The definitions that dictate what is beautiful today generally depend on imagery the advertising world imposes on us. The body is now an object-image, admired like a magazine picture taken out of context, and the result is a stream of statuesque bodies with frozen expressions. Where is the creativity here? Does it lie in the often identical bodies of models, or in designers’ ability to highlight all sorts of bodies? Perhaps personal beauty and sensuality do not stem from our more or less conventional physical appearance, but from our intelligence, our way of carrying ourselves and our attitude.

How could you describe someone’s body as beautiful without listening to what he or she has to say? Photoshop, which allows pictures to be retouched “to perfection,” is the ultimate symbol of this paradigm. It presents something false as beautiful, implying that it exists and that you could, and should, hope to encounter it when you walk out onto the street. Like Snow White’s mirror, Photoshop lies, sending us on a dispiriting yet unrelenting quest for an identity that alienates us from reality.

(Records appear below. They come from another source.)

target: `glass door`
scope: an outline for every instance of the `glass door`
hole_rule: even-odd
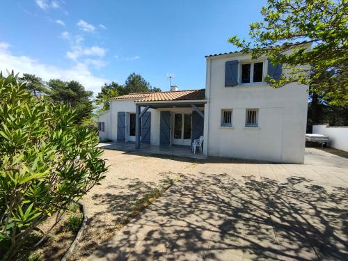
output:
[[[136,126],[135,113],[128,113],[128,126],[127,126],[127,141],[135,141],[135,126]],[[140,136],[141,136],[141,128],[140,129]]]
[[[192,113],[174,113],[175,145],[191,144]]]

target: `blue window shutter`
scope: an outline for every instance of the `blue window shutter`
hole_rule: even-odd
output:
[[[141,142],[150,144],[151,141],[151,112],[146,111],[141,117]]]
[[[228,61],[225,65],[225,87],[238,84],[238,61]]]
[[[282,65],[281,64],[277,64],[275,66],[272,65],[272,63],[271,63],[271,61],[267,58],[268,61],[268,72],[267,74],[274,79],[275,80],[278,81],[279,79],[280,79],[280,75],[282,74]]]
[[[126,113],[118,111],[117,113],[117,141],[124,141],[126,129]]]

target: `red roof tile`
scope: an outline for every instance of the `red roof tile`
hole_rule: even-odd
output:
[[[205,99],[205,89],[129,93],[111,100],[129,99],[135,102],[159,102]]]

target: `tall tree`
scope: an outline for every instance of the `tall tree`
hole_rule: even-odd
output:
[[[76,81],[51,79],[48,86],[50,89],[49,96],[54,101],[68,104],[77,111],[76,118],[78,122],[91,117],[94,109],[90,100],[93,92],[86,90],[84,87]]]
[[[148,93],[151,91],[150,84],[140,74],[133,72],[127,78],[125,83],[125,94],[132,93]]]
[[[113,97],[125,95],[132,93],[159,92],[161,89],[152,87],[140,74],[133,72],[129,74],[124,85],[113,81],[110,84],[105,84],[102,86],[100,93],[97,95],[96,103],[101,105],[101,111],[107,111],[109,109],[109,100]]]
[[[229,42],[251,53],[253,58],[266,54],[272,63],[292,68],[279,81],[268,78],[271,85],[281,87],[291,81],[308,84],[310,92],[329,105],[347,107],[347,0],[268,0],[267,3],[261,10],[264,21],[250,25],[251,40],[235,35]],[[307,49],[304,43],[286,43],[303,40],[312,42],[313,48]]]
[[[49,92],[45,81],[35,74],[24,73],[23,77],[19,79],[26,84],[26,89],[35,97],[40,96],[42,94],[47,94]]]
[[[123,93],[123,86],[122,85],[115,81],[110,84],[105,84],[104,86],[102,86],[102,90],[97,95],[95,102],[97,105],[102,106],[102,111],[107,111],[110,107],[109,103],[110,98],[122,95]]]

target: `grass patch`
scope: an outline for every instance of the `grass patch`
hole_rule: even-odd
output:
[[[131,213],[121,221],[121,223],[125,226],[129,223],[150,205],[156,201],[168,189],[173,186],[175,182],[180,180],[183,176],[183,174],[179,174],[175,177],[164,179],[161,182],[158,187],[151,189],[149,192],[145,193],[141,198],[135,200],[130,206]]]

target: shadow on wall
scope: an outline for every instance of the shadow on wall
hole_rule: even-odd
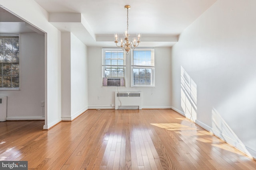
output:
[[[212,131],[214,135],[243,152],[247,155],[252,156],[244,145],[214,108],[212,111]]]
[[[194,122],[196,120],[196,84],[180,66],[181,104],[186,117]]]

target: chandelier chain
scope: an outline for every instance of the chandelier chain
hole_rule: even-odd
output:
[[[128,32],[128,8],[127,8],[127,32]]]

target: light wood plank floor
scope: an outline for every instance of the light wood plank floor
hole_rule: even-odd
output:
[[[171,109],[89,110],[42,131],[0,122],[0,160],[30,170],[256,170],[256,161]]]

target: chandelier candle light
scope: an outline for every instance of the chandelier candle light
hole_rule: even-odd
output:
[[[126,55],[129,54],[130,49],[134,49],[135,47],[139,45],[139,43],[140,42],[140,38],[141,38],[141,34],[140,33],[137,34],[137,37],[132,38],[132,41],[129,42],[129,33],[128,33],[128,10],[131,8],[130,5],[126,5],[124,6],[124,8],[127,10],[127,29],[124,31],[124,41],[122,38],[120,39],[120,45],[118,46],[117,43],[119,43],[118,41],[119,38],[119,34],[118,33],[115,33],[114,34],[114,37],[115,38],[115,43],[116,46],[118,47],[122,48],[123,50],[125,50],[126,52]]]

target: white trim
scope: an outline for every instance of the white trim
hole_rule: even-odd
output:
[[[6,120],[44,120],[44,117],[42,116],[12,117],[6,117]]]
[[[145,106],[142,107],[142,109],[171,109],[172,106]]]
[[[61,120],[62,121],[72,121],[73,120],[74,120],[80,115],[82,115],[88,109],[88,107],[86,107],[78,111],[76,113],[74,114],[74,115],[72,115],[71,116],[62,117]]]
[[[186,115],[185,115],[185,113],[180,110],[178,110],[177,109],[176,109],[175,107],[172,107],[171,109],[173,109],[173,110],[174,110],[174,111],[176,111],[176,112],[177,112],[178,113],[181,114],[181,115],[182,115],[182,116],[184,116],[184,117],[186,117]]]
[[[88,107],[88,109],[115,109],[114,107],[112,106],[89,106]]]
[[[185,117],[185,114],[183,111],[181,111],[173,107],[172,107],[172,109],[174,110],[178,113]],[[188,117],[186,118],[189,119]],[[242,141],[239,141],[239,142],[238,142],[238,141],[235,141],[233,139],[231,139],[228,137],[227,137],[224,134],[222,133],[217,129],[214,129],[212,127],[197,119],[196,120],[195,123],[206,131],[212,133],[217,137],[225,141],[227,143],[232,146],[233,147],[242,152],[251,158],[256,158],[256,151],[246,147]],[[222,136],[225,137],[226,137],[226,139],[222,137]],[[227,139],[228,139],[228,141]]]
[[[47,125],[44,125],[43,129],[45,130],[48,130],[54,125],[57,125],[61,121],[61,119],[58,119],[57,120],[54,121],[53,122]]]

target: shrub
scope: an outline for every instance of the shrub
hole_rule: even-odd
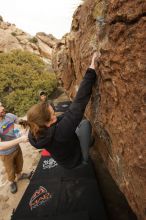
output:
[[[12,51],[0,54],[0,100],[6,110],[23,116],[38,101],[38,91],[50,95],[57,87],[54,73],[35,54]]]

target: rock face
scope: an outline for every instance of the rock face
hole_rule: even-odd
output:
[[[138,219],[146,218],[146,1],[86,0],[57,43],[54,69],[76,94],[94,50],[99,79],[87,108],[102,158]]]
[[[9,52],[14,49],[27,50],[50,62],[56,42],[55,37],[45,33],[37,33],[32,37],[14,24],[4,22],[0,16],[0,52]]]

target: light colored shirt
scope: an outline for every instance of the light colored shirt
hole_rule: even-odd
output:
[[[2,121],[0,121],[0,138],[2,141],[10,141],[16,139],[14,132],[14,123],[17,122],[18,118],[16,115],[7,113]],[[0,150],[0,155],[9,155],[17,149],[14,146],[8,150]]]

Touched-up, fatless, lifeless, standardized and anonymous bodies… taking these literally as their models of beauty, people can end up killing themselves with eating disorders, or resorting to “beauty” surgery that turns their faces into death masks. And even then, they cannot truly hide the passing of time and defeat life’s inexorable, natural progression.

Has anyone ever become more beautiful through such surgery? It’s unrelated to the sort of reparative surgery intended to help people recover from traumatic accidents and bodily injuries.

Cultural relativism aside, subjective personal taste also shapes our ideas of beauty: While beauty is related to sensory perception, the 19th-century German poet Goethe believed it had more to do with internal feelings than external sensations. Plato connected beauty with love and, beyond that, with goodness.

Beauty is connected to pleasure, which has nothing to do with results-driven utilitarianism that drives contemporary society. The authentic joy that beauty triggers in an individual can never be experienced universally, it is shared between the giver and recepient of said beauty.

Like a window opening onto a garden, it is our gaze that creates beauty. And this sense of beauty, colored by affection, transcends time and place. Love is the greatest beauty product ever made, and it works wonders on us all.